President Clinton this week signed into law a bill unanimously adopted by both houses of Congress granting permanent U.S. residency status to Christoph Meili and his family.

The move came on the heels of an announcement this week by the Union Bank of Switzerland that most of the documents recovered by Meili concern property maintenance and have nothing to do with dormant accounts of possible Holocaust victims.

Meili, 29, was making his rounds as a night watchman at Union Bank of Switzerland in January when he discovered carts of Holocaust-era documents headed for the paper shredder.

He secretly turned over some of them to a Jewish organization in Zurich — a move that created a storm of controversy in Switzerland and cost Meili his job.

After months of refusing to disclose the content of the documents, the bank said on Monday that they were records of 31 properties held by a subsidiary bank in Germany, including three whose previous owners might have been Jewish.

Reacting to the bank's announcement at a Capitol Hill news conference convened by Sen.
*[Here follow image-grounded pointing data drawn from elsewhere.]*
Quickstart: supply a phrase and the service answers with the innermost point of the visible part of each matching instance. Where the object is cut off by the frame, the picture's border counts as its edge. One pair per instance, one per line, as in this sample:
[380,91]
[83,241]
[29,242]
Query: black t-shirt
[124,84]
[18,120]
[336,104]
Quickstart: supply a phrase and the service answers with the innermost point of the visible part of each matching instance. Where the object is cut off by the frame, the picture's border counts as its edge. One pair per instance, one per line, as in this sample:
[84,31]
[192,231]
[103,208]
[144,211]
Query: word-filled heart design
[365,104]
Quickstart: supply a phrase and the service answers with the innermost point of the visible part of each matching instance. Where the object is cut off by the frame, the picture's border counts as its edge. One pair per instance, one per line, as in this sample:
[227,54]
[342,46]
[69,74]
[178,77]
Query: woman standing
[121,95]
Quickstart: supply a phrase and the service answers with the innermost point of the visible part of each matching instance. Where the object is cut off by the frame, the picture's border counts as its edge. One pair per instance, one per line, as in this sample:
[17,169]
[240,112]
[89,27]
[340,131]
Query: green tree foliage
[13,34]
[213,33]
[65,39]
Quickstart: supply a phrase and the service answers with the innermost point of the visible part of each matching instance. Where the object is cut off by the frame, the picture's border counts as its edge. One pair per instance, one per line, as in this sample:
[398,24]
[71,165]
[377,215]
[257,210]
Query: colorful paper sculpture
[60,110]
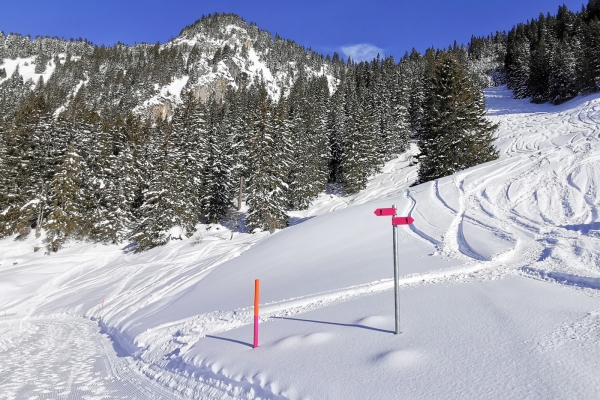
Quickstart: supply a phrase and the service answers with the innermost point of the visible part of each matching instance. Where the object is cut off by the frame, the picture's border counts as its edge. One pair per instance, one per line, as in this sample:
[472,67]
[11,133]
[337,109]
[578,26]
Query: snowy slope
[500,278]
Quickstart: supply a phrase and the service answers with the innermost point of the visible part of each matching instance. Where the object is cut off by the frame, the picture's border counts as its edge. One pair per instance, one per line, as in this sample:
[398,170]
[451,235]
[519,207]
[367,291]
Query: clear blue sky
[325,26]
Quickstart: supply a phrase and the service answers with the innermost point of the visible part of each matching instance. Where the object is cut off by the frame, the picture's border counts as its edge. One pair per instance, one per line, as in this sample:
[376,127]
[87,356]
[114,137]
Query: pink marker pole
[256,301]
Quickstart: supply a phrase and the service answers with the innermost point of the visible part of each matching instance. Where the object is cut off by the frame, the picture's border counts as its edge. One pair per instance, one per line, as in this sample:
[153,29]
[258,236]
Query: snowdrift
[500,274]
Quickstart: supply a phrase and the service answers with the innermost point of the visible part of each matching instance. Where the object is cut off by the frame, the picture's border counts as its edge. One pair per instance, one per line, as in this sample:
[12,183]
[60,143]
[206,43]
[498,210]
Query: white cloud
[362,51]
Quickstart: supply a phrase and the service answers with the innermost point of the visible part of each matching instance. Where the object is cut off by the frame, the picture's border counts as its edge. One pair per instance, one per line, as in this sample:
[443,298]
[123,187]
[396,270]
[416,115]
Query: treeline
[80,175]
[82,161]
[555,58]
Alfonse D'Amato (R-N.Y.) on Wednesday, Meili accused the bank of failing to disclose the contents of all the files he rescued.

He showed reporters a list of what he said were more than 45 Jewish-owned properties from the 1930s to 1945.
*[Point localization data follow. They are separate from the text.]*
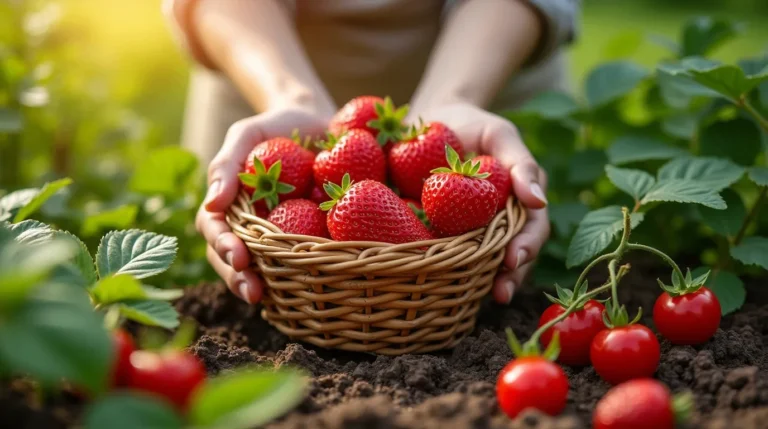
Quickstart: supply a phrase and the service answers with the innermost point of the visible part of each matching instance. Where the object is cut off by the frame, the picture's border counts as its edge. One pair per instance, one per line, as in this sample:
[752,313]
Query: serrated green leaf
[728,288]
[634,182]
[40,198]
[629,148]
[150,313]
[726,222]
[752,251]
[247,398]
[611,81]
[595,233]
[127,410]
[684,191]
[759,175]
[118,288]
[139,253]
[713,173]
[737,139]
"UBS is not telling the truth," Meili said.

The bank, however, stuck by its assertion, saying the records related to properties owned by Eidgenoessische Bank, a Swiss bank it bought in 1945, and bore no relation to customer accounts.

The relevance of the files will ultimately be determined by the Bergier Commission — a panel of historians examining the Swiss role in World War II. In July, the commission's secretary-general said the rescued documents will help the investigation.

D'Amato, however, threatened punitive measures against the Swiss banking giant unless it provides a full accounting of its actions and apologizes to Meili.

In a letter to Swiss President Arnold Koller, D'Amato, who chairs the Senate Banking Committee, threatened to find a way to suspend the bank's authority to operate in the United States.

He also said he might request the departments of Justice and State to investigate whether the bank violated the terms of post-war agreements with the Allies dealing with the return of all German accounts.

"We want to know what actions the Swiss government will take to right this injustice, what actions will be taken to hold him harmless for the fact that he has been without the ability to support his family and has been denied just compensation."